As a matter of economics, however, we are still in the era of “The Great Divergence,” as Timothy Noah named it in his Slate series on the subject. Beginning in the late 1970s and expanding rapidly through the ’80s, ’90s and early 2000s, the richest Americans got richer, while everyone else more or less languished. The Great Recession was supposed to restore some balance to this chasm of inequality (the richest 1 percent take home about 24 percent of the nation’s annual income), but if anything the gap seems still to be widening. The sort of companies into which Princetonians typically enter — consulting and financial services — have bounced back like rubber balls from imminent threats of collapse during 2007 and 2008. Jobless recoveries, like that of 2003, seem to be the new normal. For most of the past decade, a sustained unemployment rate above 9 percent was unthinkable in America — that sort of joblessness in the First World was found in Europe. Now 9 percent is the new standard, and the Democrats (rightly or wrongly) have paid for it at the polls. Since the unemployment figures probably won’t improve by 2012, I expect the Republicans and Democrats to pass the buck around like a hot potato between now and the next presidential cycle.
The era of evangelicals also seems to be closing: A substantial minority of the country still subscribes to a literal reading of the Book of Genesis, but the old guard — like Jerry Falwell and Pat Robertson — has either died or lost its influence in Washington. Republican bedside reading has gone from “The Rapture” to “The Road to Serfdom,” and Ron Paul has secured the ultimate triumph of seeing his son elected to a seat in the Senate just as the last Kennedy leaves Congress. The old “God gap” between Republicans and Democrats will likely persist (even as young evangelicals show themselves surprisingly amenable to same-sex marriage), but Rick Warren will never, I think, enjoy the sort of privileged access to authority bestowed on Billy Graham.

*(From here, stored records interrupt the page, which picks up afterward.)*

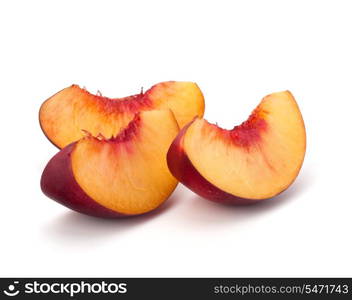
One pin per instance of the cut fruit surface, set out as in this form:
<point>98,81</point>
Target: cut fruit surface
<point>64,115</point>
<point>121,176</point>
<point>254,161</point>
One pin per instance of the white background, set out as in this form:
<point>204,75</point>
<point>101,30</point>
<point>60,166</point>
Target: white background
<point>237,51</point>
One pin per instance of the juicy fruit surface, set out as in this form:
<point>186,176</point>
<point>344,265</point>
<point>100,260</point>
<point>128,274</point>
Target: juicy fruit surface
<point>128,173</point>
<point>67,113</point>
<point>257,159</point>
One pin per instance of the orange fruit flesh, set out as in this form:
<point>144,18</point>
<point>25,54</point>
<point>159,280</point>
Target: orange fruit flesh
<point>67,113</point>
<point>257,159</point>
<point>128,173</point>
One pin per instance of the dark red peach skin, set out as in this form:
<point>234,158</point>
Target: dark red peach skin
<point>66,190</point>
<point>183,170</point>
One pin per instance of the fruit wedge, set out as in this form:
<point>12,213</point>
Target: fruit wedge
<point>64,115</point>
<point>254,161</point>
<point>124,175</point>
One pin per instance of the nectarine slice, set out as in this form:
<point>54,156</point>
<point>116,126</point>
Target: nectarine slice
<point>63,116</point>
<point>254,161</point>
<point>121,176</point>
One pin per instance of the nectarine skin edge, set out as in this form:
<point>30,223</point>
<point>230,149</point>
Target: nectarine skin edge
<point>254,161</point>
<point>125,175</point>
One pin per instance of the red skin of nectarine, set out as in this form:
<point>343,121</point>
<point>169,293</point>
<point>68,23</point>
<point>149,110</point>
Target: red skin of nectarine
<point>181,167</point>
<point>66,191</point>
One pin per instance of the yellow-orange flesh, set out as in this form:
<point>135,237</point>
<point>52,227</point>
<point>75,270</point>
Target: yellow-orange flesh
<point>73,109</point>
<point>128,173</point>
<point>256,160</point>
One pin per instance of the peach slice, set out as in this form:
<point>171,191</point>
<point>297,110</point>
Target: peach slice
<point>254,161</point>
<point>63,116</point>
<point>122,176</point>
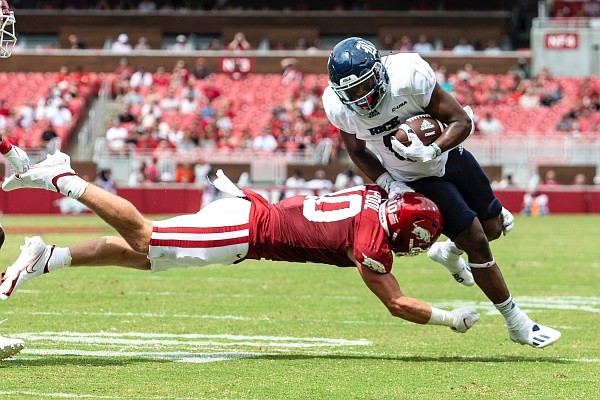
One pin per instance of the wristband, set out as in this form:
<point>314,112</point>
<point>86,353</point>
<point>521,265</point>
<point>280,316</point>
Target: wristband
<point>438,151</point>
<point>440,317</point>
<point>384,181</point>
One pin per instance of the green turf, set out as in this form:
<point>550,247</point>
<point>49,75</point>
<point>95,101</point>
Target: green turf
<point>302,331</point>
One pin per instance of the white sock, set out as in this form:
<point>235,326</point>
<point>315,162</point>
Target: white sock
<point>511,313</point>
<point>72,186</point>
<point>61,257</point>
<point>452,248</point>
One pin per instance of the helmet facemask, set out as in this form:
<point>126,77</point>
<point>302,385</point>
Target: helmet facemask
<point>8,38</point>
<point>412,223</point>
<point>362,94</point>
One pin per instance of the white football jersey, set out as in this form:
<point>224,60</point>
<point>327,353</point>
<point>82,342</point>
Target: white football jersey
<point>411,84</point>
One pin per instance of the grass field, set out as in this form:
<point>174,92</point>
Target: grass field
<point>263,330</point>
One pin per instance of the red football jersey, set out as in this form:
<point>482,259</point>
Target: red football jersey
<point>321,229</point>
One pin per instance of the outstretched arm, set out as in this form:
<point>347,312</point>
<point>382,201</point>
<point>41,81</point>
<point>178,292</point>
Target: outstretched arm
<point>387,289</point>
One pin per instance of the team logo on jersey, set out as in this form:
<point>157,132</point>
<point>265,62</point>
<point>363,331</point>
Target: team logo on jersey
<point>391,125</point>
<point>399,106</point>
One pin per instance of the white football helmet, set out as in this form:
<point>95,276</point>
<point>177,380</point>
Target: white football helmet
<point>8,38</point>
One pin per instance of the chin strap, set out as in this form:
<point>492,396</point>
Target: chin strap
<point>224,184</point>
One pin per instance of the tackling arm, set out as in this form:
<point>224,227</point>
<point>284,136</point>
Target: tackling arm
<point>387,289</point>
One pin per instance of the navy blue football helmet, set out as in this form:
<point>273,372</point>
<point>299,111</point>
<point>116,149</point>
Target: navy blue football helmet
<point>357,75</point>
<point>8,39</point>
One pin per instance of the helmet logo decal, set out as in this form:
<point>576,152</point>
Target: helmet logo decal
<point>367,47</point>
<point>421,233</point>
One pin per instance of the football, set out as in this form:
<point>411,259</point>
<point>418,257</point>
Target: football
<point>427,128</point>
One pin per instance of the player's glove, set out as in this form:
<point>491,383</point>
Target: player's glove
<point>508,221</point>
<point>464,318</point>
<point>417,151</point>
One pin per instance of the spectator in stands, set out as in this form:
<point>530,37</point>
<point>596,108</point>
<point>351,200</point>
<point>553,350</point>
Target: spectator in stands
<point>347,179</point>
<point>50,141</point>
<point>184,173</point>
<point>146,6</point>
<point>264,142</point>
<point>170,101</point>
<point>579,180</point>
<point>133,97</point>
<point>188,104</point>
<point>490,125</point>
<point>161,78</point>
<point>214,44</point>
<point>320,184</point>
<point>181,44</point>
<point>290,71</point>
<point>239,42</point>
<point>125,115</point>
<point>116,139</point>
<point>103,5</point>
<point>141,78</point>
<point>423,45</point>
<point>521,69</point>
<point>200,70</point>
<point>463,47</point>
<point>550,178</point>
<point>121,45</point>
<point>492,48</point>
<point>552,94</point>
<point>104,180</point>
<point>387,43</point>
<point>403,44</point>
<point>180,73</point>
<point>75,43</point>
<point>122,74</point>
<point>142,44</point>
<point>294,184</point>
<point>590,8</point>
<point>61,115</point>
<point>530,98</point>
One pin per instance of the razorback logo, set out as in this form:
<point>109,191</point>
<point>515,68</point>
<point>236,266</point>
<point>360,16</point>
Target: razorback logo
<point>421,233</point>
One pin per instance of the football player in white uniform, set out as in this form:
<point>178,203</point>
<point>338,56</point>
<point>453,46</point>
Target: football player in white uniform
<point>356,227</point>
<point>368,98</point>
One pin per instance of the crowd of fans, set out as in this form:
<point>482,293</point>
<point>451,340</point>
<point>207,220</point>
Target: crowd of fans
<point>40,110</point>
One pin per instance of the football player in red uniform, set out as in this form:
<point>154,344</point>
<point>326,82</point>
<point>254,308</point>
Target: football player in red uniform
<point>356,227</point>
<point>17,158</point>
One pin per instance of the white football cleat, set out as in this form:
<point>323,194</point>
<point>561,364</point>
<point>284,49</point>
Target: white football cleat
<point>535,335</point>
<point>33,261</point>
<point>464,318</point>
<point>18,159</point>
<point>9,347</point>
<point>454,263</point>
<point>43,175</point>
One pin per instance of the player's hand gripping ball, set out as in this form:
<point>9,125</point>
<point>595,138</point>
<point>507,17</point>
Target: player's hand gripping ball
<point>427,128</point>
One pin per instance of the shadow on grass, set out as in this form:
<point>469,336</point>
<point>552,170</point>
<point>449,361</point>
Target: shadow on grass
<point>91,361</point>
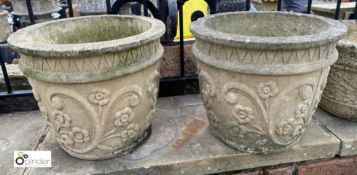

As far as eras go, the end of the historical 20th century lines up pretty neatly with Jan. 1, 2000. It is not nearly as far off as 1914 or 1789. Yet for all that has changed over the past 10 years in America — a perpetual state of two ongoing wars, endless fiscal deficits, the Great Recession, the rise of Facebook and the end of the evening news — Princeton goes on much like before. Lehman Brothers is no longer hiring, but it’s a banner year at Goldman, and the consulting firms are thriving. In the Orange Bubble, this decade is ending much the same way as the last one began.